My father was in the military and as a child we moved. A lot. Because of this, it seemed like I was in a new school every couple of years. For me, it was a whole new set of people that were watching me, judging me, waiting to see if I measured up. It felt terrible. I also stood out for all the wrong reasons: I had a shock of bright red hair, I had a zillion freckles, my ears were adult sized on a child and…..I was mouthy. I had been blessed with a quick wit and it became my weapon of choice to deal with a world that seemed obsessed with status. I became a verbal bully, looking for weaknesses in others so I could be seen as the funny guy that people would accept, all the while wondering why I couldn’t be accepted as just me. Every day, I fixed my mask firmly in place, drew my weapons and reluctantly faced the world, waiting for the next attack. To say that I spent most of my childhood running away from me instead of working on me was an understatement. My self-esteem was in daily, sometime hourly flux. I couldn’t get a grip on who I was or what I was supposed to be doing. I was a mess.

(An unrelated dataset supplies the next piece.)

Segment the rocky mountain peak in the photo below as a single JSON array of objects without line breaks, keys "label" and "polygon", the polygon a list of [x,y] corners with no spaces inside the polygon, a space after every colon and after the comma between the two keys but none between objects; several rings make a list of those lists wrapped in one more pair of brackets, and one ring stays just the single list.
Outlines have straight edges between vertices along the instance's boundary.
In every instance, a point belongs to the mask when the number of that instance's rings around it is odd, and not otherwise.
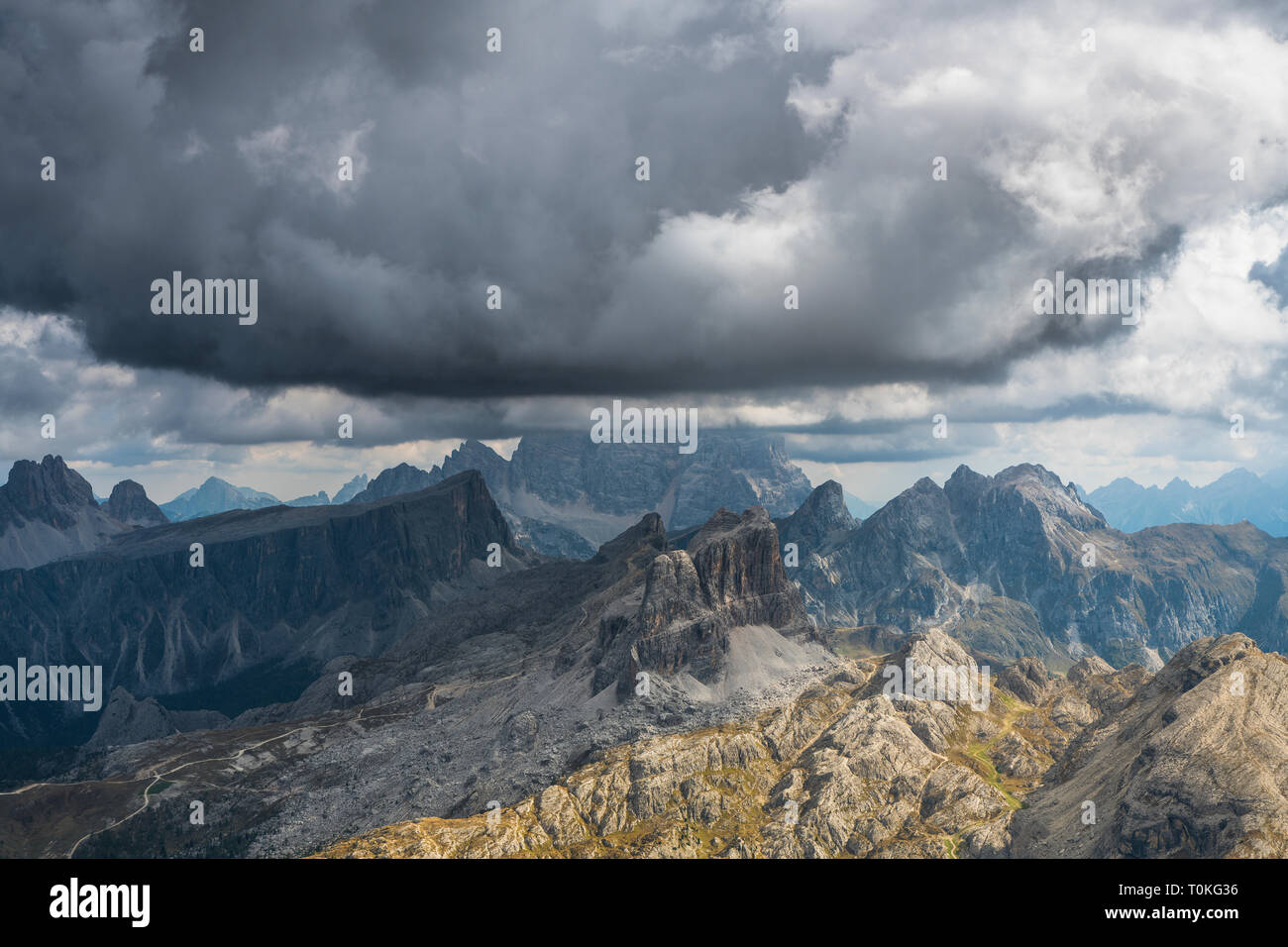
[{"label": "rocky mountain peak", "polygon": [[858,524],[845,505],[841,484],[827,481],[778,524],[778,536],[783,542],[795,542],[805,554],[826,549]]},{"label": "rocky mountain peak", "polygon": [[94,490],[62,457],[46,454],[39,464],[19,460],[9,470],[9,482],[0,487],[0,504],[9,506],[10,519],[40,519],[58,528],[71,524],[75,512],[98,506]]},{"label": "rocky mountain peak", "polygon": [[[661,530],[659,518],[652,517],[629,533],[635,541]],[[612,545],[625,545],[623,539]],[[715,682],[739,627],[784,634],[810,629],[800,593],[783,568],[778,530],[760,506],[741,515],[721,508],[688,549],[659,550],[640,581],[638,608],[600,620],[596,691],[616,680],[618,696],[625,696],[641,670],[685,671],[699,682]]]},{"label": "rocky mountain peak", "polygon": [[666,527],[657,513],[645,513],[639,523],[599,548],[592,562],[612,562],[640,549],[661,551],[666,546]]},{"label": "rocky mountain peak", "polygon": [[147,491],[134,481],[121,481],[112,487],[107,514],[129,526],[161,526],[169,523],[165,513],[148,499]]}]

Fast forward a few decades, and I don’t feel a mess anymore. I like who I have become, I am aware of my talents and my shortcomings and I use them to continually grow myself as well as help others learn how to grow themselves. So what happened in between? In short, people happened.


I was lucky enough to run into some people who cared enough to see beneath my mask, called me out on my defensive strategies and got me to realize that the fight for me was a worthy one, a daily one and a never ending journey of discovery. I must admit I fought them tooth and nail for a long time, after all my habits were ingrained. I had worked hard on my mask and my weapons and there was a certain comfort level to my madness, I had fluctuated so long between feeling better than others or worse than others that feeling equal seemed out of place. And I was weirdly attached to the worry that consumed most of my waking hours about how people felt about me and I was unsure about what was going to take its place. But these people persisted, they didn’t take no for an answer, and they made me work for me. Because of them, I have learned much about self-esteem and have happily become an advocate for everybody’s fight to feel equal.


These are my opinions about self-esteem:


1. It is intensely personal. You cannot change someone’s self-esteem, only they can.


2. You cannot argue a person into changing their self-esteem. Schools have been trying this for a while now with positive affirmations and trophy’s for just showing up and it isn’t working. Discipline has become a major issue and bullying is up, not down.


3. If you want to “be” different than you are, you must “act” different than you do. Self-esteem is not changed by talk, only by action.


4. Changing self-esteem is a brick by brick building process. It takes patience and honesty.

5. In order for you to partner with someone in raising their self-esteem, you must be invited in by showing how much you care before you show them how much you know.


I have been a coach, a teacher and a leader for many years now, and I have come to enjoy the battle for “me”. I still make more mistakes than I’d like, still struggle with old habits that rear their ugly head every once in a while, but I’m better than I was and I’m planning on being better than I am. Underneath it all, my self-esteem really is tied to others in a strange way. By understanding how to grow me better, it has helped me to help others grow themselves and as they grow, my self esteem grows. Weird huh? The paradox of self-esteem is that the answer that people seek to raise their self-esteem lies outside themselves, it is bigger than “I” or “ME”, but the battle for that answer lies within. It is personal, it is frustrating and it is totally worth it. So how’s your Self-Esteem?